5. Escalation (with the creation of a new Alarm Object) when an Alarm
Object has not been acknowledged or handled before a specified time
(change in time per severity).
|
1781.5 | PNMP Alarm Handling FM | RIVAGE::SILVA | Carl Silva - Telecom Eng - DTN 828-5339 | Fri Nov 08 1991 12:07 | 24 |
| >Where can I obtain information on the Alarms and Notification FM
>interfaces? I would like to be able to write an FM that screens events
>and writes them into an external database so another, independent,
>program can process them. This may be in addition to the facilities
>offered by PNMP, below.
The API is the normal interface that all modules use (mcc_call_access
or mcc_call_function).
>>First, there needs to be a way for customers
>> to write simple filtering scripts to reduce multiple events
>> occuring in some time scope to be correlated and generate a
>> "more meaningful" event to go into the alarms fm.
>
>It appears that the PNMP Alarm Handling FM will offer this capability
>(see TAEC::PNMP conference, note 3.2):
Yes, it will provide some of this functionality.
RE: .2,
Can you expand on your requirements?
Carl
|
1781.6 | As usual, sample code would do wonders.. | SUBWAY::REILLY | Mike Reilly - New York Bank District | Fri Nov 08 1991 12:15 | 30 |
|
re: .2
> This can be done now. You can build an FM that receives the alarm
> notifications from the alarms FM.
If you know of somewhere I could get my hands on some code which
retrieves alarms and inserts alarms into the system I would
be very interested in developing the link to a rule based system.

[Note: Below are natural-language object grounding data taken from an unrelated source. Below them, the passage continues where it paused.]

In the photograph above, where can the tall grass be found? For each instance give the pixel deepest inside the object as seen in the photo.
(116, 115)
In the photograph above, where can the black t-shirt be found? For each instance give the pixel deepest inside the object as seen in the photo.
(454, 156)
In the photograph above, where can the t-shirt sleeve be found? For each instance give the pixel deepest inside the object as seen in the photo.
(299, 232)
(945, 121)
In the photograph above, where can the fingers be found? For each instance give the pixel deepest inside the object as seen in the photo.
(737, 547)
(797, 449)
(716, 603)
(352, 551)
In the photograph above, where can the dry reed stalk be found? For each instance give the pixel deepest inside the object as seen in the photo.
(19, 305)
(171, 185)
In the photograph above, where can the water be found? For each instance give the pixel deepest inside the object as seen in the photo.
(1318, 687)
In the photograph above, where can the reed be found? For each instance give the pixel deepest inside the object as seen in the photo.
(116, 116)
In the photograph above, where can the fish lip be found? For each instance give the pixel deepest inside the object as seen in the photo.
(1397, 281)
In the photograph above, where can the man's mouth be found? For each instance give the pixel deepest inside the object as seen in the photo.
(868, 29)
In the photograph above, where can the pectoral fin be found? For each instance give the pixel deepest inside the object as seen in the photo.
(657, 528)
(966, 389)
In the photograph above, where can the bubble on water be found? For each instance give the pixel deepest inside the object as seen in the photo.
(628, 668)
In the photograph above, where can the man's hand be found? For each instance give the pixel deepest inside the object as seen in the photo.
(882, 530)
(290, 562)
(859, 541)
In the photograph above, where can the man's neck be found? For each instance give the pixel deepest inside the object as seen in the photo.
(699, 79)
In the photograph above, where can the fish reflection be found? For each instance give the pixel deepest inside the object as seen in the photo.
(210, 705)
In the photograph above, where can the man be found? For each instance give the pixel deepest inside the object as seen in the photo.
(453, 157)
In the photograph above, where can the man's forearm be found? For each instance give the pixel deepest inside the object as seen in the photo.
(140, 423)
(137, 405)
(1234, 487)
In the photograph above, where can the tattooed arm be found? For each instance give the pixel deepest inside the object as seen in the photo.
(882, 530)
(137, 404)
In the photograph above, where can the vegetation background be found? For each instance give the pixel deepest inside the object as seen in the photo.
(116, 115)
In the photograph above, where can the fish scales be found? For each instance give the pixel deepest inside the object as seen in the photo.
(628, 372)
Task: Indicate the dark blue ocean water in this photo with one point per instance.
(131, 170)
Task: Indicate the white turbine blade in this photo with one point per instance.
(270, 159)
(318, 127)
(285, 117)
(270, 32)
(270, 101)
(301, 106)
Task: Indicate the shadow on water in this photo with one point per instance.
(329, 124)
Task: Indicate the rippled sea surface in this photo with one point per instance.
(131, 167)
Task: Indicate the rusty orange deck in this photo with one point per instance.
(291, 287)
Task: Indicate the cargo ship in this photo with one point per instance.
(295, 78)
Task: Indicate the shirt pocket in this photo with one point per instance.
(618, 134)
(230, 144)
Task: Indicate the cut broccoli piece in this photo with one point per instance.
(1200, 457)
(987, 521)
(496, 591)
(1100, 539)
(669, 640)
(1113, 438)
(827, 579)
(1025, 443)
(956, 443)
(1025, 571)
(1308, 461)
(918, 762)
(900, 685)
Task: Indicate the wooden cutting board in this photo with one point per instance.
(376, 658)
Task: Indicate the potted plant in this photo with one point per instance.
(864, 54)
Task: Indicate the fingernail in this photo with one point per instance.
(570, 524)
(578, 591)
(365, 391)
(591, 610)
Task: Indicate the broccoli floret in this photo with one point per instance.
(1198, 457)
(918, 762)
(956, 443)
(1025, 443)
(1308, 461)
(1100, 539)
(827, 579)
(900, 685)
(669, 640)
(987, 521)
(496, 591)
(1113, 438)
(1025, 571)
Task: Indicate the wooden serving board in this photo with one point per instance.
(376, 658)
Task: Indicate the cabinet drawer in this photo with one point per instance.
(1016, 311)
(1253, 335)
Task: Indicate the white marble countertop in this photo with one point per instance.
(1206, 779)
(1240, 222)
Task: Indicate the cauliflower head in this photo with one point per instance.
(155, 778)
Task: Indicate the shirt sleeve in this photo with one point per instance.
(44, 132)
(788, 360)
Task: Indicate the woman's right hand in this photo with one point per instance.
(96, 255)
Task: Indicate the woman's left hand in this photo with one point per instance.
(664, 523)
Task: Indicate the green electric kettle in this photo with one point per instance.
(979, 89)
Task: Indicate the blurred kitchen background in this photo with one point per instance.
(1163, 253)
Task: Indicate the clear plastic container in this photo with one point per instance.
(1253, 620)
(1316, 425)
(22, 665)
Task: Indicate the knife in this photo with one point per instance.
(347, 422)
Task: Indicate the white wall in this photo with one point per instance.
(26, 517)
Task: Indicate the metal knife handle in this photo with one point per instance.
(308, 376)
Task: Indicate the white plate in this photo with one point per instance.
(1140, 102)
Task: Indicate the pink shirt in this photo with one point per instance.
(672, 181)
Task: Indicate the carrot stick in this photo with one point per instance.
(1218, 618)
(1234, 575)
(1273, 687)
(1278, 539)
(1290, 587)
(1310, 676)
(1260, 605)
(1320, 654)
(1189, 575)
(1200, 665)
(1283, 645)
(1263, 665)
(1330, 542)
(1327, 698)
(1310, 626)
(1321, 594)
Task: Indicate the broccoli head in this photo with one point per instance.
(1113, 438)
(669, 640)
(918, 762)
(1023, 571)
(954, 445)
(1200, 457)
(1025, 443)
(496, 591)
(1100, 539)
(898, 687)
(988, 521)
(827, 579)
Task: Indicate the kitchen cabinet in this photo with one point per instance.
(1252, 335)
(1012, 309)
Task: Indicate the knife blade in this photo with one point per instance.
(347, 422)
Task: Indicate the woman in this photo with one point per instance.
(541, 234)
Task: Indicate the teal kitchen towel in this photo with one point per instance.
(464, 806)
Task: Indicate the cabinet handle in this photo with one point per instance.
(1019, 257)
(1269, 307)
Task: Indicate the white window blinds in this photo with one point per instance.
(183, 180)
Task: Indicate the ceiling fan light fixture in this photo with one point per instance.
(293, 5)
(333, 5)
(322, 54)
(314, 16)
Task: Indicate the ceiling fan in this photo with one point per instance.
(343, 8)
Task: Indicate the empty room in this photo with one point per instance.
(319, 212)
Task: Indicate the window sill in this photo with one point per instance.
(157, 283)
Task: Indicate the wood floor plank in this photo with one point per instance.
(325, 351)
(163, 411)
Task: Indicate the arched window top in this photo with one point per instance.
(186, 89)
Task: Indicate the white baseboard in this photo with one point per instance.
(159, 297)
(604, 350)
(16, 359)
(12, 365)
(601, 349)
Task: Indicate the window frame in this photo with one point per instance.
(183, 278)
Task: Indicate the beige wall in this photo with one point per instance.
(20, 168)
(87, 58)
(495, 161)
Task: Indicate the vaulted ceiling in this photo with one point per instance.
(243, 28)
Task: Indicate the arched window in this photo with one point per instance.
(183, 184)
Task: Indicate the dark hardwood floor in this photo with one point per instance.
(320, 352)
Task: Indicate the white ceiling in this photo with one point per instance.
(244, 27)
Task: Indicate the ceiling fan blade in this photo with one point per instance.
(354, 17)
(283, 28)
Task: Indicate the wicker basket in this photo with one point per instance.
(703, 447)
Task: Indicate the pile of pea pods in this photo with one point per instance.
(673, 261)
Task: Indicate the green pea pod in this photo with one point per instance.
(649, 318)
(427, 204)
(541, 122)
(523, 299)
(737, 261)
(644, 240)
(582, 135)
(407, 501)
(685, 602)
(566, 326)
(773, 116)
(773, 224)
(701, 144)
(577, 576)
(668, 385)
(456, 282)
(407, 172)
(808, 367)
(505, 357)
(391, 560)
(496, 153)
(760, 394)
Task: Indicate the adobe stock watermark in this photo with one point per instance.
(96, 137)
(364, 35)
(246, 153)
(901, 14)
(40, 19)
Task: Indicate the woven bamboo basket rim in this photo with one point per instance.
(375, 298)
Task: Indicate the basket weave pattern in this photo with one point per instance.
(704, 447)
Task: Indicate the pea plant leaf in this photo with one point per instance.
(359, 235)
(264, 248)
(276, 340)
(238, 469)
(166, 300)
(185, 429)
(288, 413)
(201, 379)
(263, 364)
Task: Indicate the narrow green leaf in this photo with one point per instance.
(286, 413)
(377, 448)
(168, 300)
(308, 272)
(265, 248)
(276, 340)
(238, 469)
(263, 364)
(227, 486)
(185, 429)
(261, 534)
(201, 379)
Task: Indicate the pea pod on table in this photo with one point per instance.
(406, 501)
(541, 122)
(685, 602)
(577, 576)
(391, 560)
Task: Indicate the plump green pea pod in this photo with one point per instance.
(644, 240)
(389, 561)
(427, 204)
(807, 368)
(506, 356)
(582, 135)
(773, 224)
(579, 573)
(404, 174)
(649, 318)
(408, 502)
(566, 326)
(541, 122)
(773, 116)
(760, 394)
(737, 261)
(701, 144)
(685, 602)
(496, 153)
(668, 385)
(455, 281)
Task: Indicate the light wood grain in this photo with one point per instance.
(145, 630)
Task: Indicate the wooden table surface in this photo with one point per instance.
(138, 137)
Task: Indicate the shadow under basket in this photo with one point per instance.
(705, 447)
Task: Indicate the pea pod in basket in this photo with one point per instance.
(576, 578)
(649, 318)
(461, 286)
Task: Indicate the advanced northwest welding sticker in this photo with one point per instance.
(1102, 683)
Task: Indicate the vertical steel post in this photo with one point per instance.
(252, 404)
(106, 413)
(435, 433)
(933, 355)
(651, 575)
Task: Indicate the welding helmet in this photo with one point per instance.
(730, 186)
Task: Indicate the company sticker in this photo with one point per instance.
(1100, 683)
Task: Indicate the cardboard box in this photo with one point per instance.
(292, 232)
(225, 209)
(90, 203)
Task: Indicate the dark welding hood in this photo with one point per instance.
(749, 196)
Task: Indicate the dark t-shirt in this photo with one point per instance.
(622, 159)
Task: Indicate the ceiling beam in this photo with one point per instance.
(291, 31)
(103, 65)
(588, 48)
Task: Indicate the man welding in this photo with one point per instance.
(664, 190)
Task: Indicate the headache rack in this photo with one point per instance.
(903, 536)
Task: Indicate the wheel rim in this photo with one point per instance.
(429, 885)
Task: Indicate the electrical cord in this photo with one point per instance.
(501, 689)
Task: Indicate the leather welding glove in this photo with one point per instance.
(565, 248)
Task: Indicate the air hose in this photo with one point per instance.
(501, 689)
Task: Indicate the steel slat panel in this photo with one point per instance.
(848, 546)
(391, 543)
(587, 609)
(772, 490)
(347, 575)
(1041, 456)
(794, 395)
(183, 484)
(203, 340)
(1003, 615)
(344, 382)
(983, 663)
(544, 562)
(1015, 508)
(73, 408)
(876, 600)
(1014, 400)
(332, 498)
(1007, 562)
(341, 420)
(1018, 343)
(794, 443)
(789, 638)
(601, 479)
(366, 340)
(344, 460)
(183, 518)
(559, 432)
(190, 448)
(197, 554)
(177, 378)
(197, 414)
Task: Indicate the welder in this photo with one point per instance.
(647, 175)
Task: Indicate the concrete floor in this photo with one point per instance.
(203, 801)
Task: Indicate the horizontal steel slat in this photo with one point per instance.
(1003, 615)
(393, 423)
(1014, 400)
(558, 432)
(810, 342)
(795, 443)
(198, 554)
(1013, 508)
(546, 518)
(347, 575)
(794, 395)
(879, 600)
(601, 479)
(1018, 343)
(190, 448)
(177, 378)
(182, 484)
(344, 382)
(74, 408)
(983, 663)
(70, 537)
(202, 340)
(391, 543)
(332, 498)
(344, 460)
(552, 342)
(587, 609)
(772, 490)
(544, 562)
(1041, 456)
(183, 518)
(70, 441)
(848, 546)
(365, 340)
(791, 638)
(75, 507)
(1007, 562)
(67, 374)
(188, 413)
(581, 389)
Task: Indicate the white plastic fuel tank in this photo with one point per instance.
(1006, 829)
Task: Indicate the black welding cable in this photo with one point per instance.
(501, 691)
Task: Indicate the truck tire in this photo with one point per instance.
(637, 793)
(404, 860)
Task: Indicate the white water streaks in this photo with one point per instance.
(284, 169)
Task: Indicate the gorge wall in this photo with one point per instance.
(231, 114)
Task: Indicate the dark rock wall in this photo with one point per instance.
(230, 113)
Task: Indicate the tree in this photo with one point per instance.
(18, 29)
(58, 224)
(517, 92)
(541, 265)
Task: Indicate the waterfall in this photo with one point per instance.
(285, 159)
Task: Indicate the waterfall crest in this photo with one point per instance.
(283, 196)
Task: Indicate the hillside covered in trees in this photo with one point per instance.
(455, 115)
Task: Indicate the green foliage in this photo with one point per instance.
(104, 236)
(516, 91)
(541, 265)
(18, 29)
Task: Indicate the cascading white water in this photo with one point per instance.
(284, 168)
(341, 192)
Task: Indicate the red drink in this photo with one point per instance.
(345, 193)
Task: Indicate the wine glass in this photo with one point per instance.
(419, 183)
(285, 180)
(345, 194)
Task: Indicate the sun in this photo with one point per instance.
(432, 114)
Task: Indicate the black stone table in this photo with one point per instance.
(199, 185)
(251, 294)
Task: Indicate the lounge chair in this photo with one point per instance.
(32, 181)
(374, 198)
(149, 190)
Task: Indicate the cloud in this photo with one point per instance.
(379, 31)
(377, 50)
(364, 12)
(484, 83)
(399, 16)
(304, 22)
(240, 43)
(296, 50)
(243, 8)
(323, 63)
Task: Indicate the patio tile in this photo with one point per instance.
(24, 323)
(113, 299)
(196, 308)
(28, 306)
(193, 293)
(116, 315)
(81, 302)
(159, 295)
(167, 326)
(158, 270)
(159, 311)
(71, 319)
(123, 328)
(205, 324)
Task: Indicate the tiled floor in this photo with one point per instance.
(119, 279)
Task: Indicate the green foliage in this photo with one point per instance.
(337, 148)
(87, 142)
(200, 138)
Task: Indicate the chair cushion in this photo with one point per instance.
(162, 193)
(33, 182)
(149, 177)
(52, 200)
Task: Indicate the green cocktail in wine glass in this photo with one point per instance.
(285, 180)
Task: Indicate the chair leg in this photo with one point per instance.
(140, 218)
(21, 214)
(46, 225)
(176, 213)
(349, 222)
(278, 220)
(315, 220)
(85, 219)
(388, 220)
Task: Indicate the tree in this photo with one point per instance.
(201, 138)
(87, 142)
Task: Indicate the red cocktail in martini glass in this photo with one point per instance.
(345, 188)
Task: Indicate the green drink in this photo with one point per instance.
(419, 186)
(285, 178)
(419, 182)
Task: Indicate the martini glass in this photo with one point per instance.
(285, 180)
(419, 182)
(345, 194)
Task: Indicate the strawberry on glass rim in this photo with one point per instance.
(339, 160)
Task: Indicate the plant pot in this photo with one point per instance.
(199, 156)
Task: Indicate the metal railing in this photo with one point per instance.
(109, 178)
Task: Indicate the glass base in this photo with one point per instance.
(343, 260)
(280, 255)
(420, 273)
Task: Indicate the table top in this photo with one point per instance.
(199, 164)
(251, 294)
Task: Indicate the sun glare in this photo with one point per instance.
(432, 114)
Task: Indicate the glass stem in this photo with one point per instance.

I would suggest that code such as this should be shipped with the
next release of DECmcc. This will allow customers to use their own
alarm pre-processing algorithms in the near term.
My current customer would like to define DECmcc alarm rules which
all have a severity of 'warning' or lower. When the alarms are passed
thru the pre-processing algorithm, a synthetic alarm would be
generated( if needed) with a severity of 'critical'. The network operations
staff would only have to watch for alarms which have a severity of
'critical'. The original alarms would still be available if needed.
We also need a fix to the problem of all exceptions being flagged as
'critical' for this scheme to work.
With regard to the development of an AI system to handle this, I
have heard that the south of France provides the ideal environment
for the development of AI systems :-).
- Mike
|
1781.7 | | RIVAGE::SILVA | Carl Silva - Telecom Eng - DTN 828-5339 | Fri Nov 08 1991 12:17 | 5 |
| With regard to the development of an AI system to handle this, I
have heard that the south of France provides the ideal environment
for the development of AI systems :-).
Yes, it does!
|
1781.8 | 1.2 notif has alot of what you are asking for | TOOK::CALLANDER | MCC = My Constant Companion | Fri Jan 03 1992 11:30 | 23 |
| okay, I know this discussion is old but...
The MRM (module reference manuals) ship with the kit. The alarms and
notif ones will be update along with the rest for final v1.2 shipment.
These documents explain the functions supported by each module.
Now as to most of the functionality you have listed, you should find
alot of it in the notification services in the 1.2 field test kit.
The logging stuff didn't make it into field test but will be in the
final product. The log is supposed to allow logging based on the
filters you have defined.
As to an open api to do what you are looking for, the data collector
AM provides an easy to use open interface that allows for inormation
to be passed into mcc from any application you want to connect to
the api. The documentation on this is only being distributed to a
few specific field test sites so that we can first determine if our
implementation meets the need. If you want more information on
the data collector please send mail to Anne Pelagatti or Wally
Matthews (both are located on TOOK::)
jill
|